October’s One Potato, Two Potato (1957) comes from Irish director, Leslie Daiken, a specialist on nursery rhymes and children’s toys. This documentary shows children clad in mucky jumpers at play on bombsites, and throwing sticks to dislodge horse chestnuts in fields, then threading them for conker games. It is possible to see the boys' personalities coming through, from a scholar in glasses, to a harder boy in cap. One carries a satchel home, striking iron railings in the city (rare, considering many were melted down to make bullets). Another tradition comes to light: Halloween - 'hey ho for Halloween'. The final words of the film are harrowing, because they are repeated endlessly to the point of heckling the viewer: 'penny for the guy, mister, mister?' 
November’s Flicker by Chris Newby, (2001) is the fastest paced, and deliberately, the most 'jittery' of all 12 films. Riot-like flames almost engulf the stock; images are burnt into the retina, including skull and crossbones motifs. The setting for the bonfire night is Lewes, where celebrations are immense in scale. 17 burning crosses are whisked through the packed avenues. The score is intense, the camera camera doesn’t settle on anyone's face, and stained glass (order) is contrasted with anarchy in the streets. Finally, rain falls like vomit, not as ablution, and only the moon is left – as a full stop. Perhaps needless to say, it is my least favourite of the dozen.

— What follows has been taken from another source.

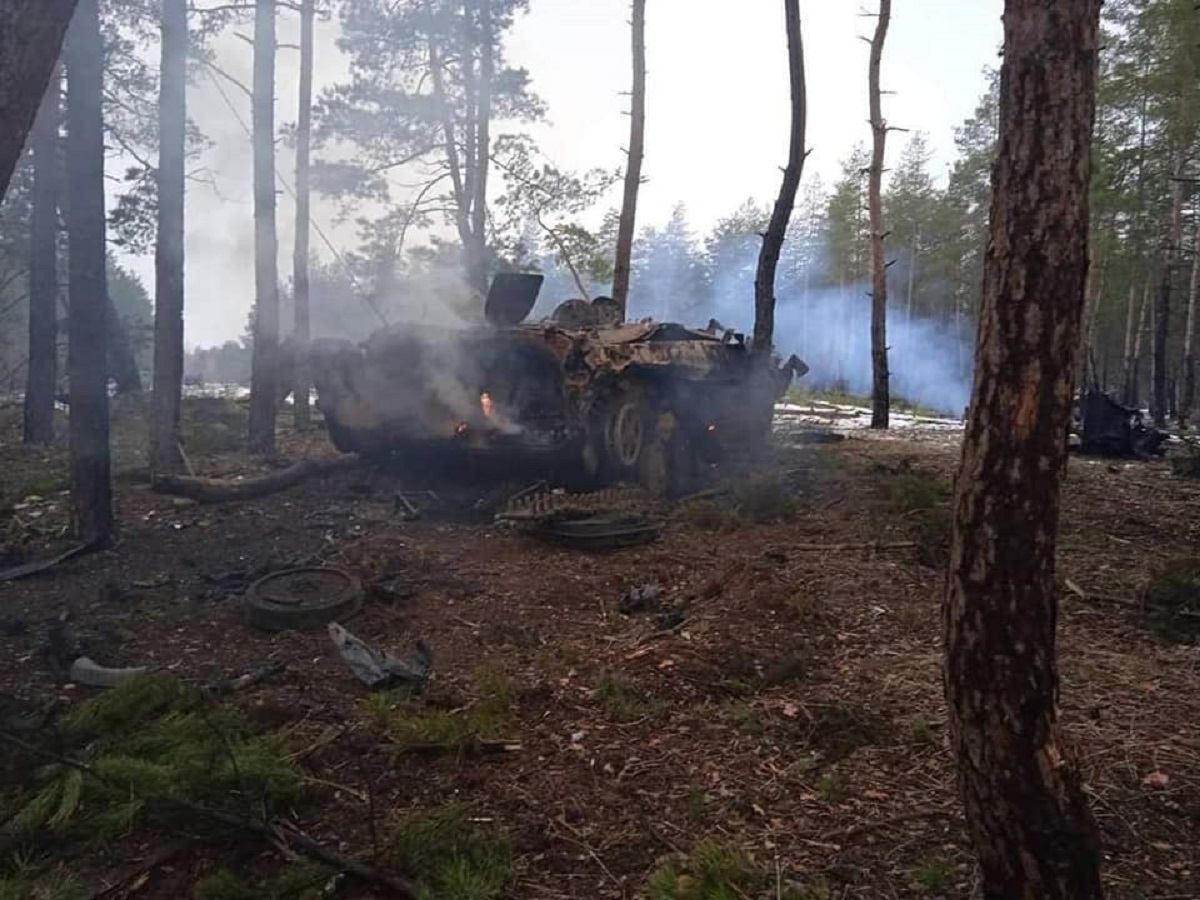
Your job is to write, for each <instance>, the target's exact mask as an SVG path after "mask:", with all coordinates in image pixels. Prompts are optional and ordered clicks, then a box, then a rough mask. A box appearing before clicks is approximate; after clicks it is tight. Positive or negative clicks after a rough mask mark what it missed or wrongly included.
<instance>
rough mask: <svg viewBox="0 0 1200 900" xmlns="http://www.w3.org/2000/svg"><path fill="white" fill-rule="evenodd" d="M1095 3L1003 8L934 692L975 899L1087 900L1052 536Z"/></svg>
mask: <svg viewBox="0 0 1200 900" xmlns="http://www.w3.org/2000/svg"><path fill="white" fill-rule="evenodd" d="M1099 6H1100V1H1099V0H1062V2H1056V4H1046V2H1044V1H1043V0H1006V5H1004V50H1003V64H1002V67H1001V103H1000V121H1001V128H1000V143H998V146H997V156H996V162H995V166H994V168H992V202H991V216H990V232H991V238H990V240H989V242H988V251H986V254H985V257H984V283H983V306H982V310H980V323H979V331H978V347H977V364H976V377H974V395H973V400H972V403H971V409H970V414H968V420H967V426H966V433H965V437H964V445H962V460H961V463H960V468H959V473H958V479H956V492H955V517H954V541H953V550H952V559H950V570H949V577H948V580H947V592H946V611H944V616H943V623H944V631H946V634H944V637H946V677H944V686H946V696H947V704H948V707H949V725H950V740H952V745H953V748H954V750H955V752H956V756H958V762H959V784H960V788H961V794H962V800H964V805H965V810H966V818H967V826H968V830H970V834H971V838H972V841H973V844H974V848H976V852H977V853H978V857H979V864H980V868H982V872H983V893H984V895H985V896H986V898H995V899H996V900H998V899H1000V898H1063V899H1064V900H1066V899H1067V898H1070V899H1072V900H1080V899H1082V898H1098V896H1100V895H1102V887H1100V877H1099V847H1098V839H1097V833H1096V827H1094V823H1093V821H1092V818H1091V815H1090V811H1088V809H1087V802H1086V798H1085V794H1084V790H1082V784H1081V778H1080V774H1079V769H1078V767H1076V764H1075V762H1074V760H1073V757H1072V754H1070V752H1069V750H1068V749H1067V748H1064V746H1063V744H1062V740H1061V737H1060V733H1058V726H1057V708H1056V701H1057V691H1058V676H1057V666H1056V660H1055V624H1056V616H1057V601H1056V592H1055V542H1056V535H1057V528H1058V515H1060V498H1058V496H1060V486H1061V480H1062V475H1063V468H1064V463H1066V440H1067V427H1068V424H1069V420H1070V408H1072V389H1073V385H1072V380H1073V377H1074V372H1075V361H1076V358H1078V354H1079V347H1080V340H1079V338H1080V326H1081V318H1082V312H1084V286H1085V280H1086V276H1087V246H1086V245H1087V234H1088V205H1087V185H1088V179H1090V176H1091V162H1090V152H1091V134H1092V124H1093V119H1094V114H1096V78H1097V58H1098V52H1097V42H1098V38H1097V32H1098V24H1099Z"/></svg>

This Our Still Life (2011) is a lyrical polemic by Andrew Kötting, a controversial filmmaker considering one of one of his early attempts at filmmaking involved ‘inserting iron filings in the shape of religious icons into his penis, then drawing them out again.’ This Our Still Life is less shocking, thank goodness: it depicts a wretched Pyrenean farmhouse in winter. 'Snow means loneliness to me' comes a distant child’s voice, contrasting Shakespeare (again) - 'If snow be white, why then her breasts are dun, If hairs be wires, black wires grow on her head'. It is the only film to include a non British setting and international voices (American).

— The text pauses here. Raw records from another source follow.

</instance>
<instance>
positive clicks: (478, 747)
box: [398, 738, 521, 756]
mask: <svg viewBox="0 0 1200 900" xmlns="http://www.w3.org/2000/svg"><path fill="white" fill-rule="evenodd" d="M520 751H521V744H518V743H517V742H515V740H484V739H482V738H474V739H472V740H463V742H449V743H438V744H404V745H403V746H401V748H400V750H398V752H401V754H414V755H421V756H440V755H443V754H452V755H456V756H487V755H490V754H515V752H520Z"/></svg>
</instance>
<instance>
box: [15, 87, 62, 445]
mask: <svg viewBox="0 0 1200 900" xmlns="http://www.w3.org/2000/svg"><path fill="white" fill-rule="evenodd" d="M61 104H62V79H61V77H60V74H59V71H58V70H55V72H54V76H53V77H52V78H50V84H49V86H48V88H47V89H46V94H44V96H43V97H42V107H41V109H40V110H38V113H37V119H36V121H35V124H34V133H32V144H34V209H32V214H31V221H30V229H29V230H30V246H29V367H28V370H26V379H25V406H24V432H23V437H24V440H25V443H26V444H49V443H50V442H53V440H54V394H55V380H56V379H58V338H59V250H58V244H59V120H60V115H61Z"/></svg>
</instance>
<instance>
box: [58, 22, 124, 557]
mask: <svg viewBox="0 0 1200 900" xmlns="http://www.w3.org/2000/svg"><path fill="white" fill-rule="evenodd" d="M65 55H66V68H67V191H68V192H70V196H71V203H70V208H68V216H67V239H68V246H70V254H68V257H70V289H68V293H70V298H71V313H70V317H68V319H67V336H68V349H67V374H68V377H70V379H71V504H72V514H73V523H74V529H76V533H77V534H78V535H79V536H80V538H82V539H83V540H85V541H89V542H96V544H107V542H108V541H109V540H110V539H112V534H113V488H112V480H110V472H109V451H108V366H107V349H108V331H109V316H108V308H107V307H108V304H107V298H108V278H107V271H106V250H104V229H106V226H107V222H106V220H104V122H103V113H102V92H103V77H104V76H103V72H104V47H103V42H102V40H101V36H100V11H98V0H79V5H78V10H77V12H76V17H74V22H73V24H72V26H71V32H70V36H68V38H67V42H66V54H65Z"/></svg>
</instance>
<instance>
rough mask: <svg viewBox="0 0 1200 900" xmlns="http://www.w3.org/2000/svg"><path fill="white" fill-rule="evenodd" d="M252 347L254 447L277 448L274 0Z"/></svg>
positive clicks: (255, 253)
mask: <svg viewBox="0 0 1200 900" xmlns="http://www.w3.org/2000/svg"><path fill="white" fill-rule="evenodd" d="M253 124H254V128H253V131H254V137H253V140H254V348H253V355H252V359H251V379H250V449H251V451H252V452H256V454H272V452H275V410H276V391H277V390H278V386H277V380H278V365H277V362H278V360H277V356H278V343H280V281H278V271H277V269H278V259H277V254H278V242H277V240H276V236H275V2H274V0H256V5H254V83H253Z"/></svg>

As the camera gazes down at rare bear footprints cast deep into the snow, the theme of malicious human intervention is explicitly enough wrought to prompt the viewer to ask why, like the journeys from Canary Wharf, a station turned pop-down cinema, we should depart from this season of films on a downer? 'It is humbling to realise how insignificant we seem to be' ... ‘wonder what the future holds for those that remain...?' And so do I.
Canary Wharf Screen plays until March, coinciding with the 150th anniversary of the London Underground, 9th January.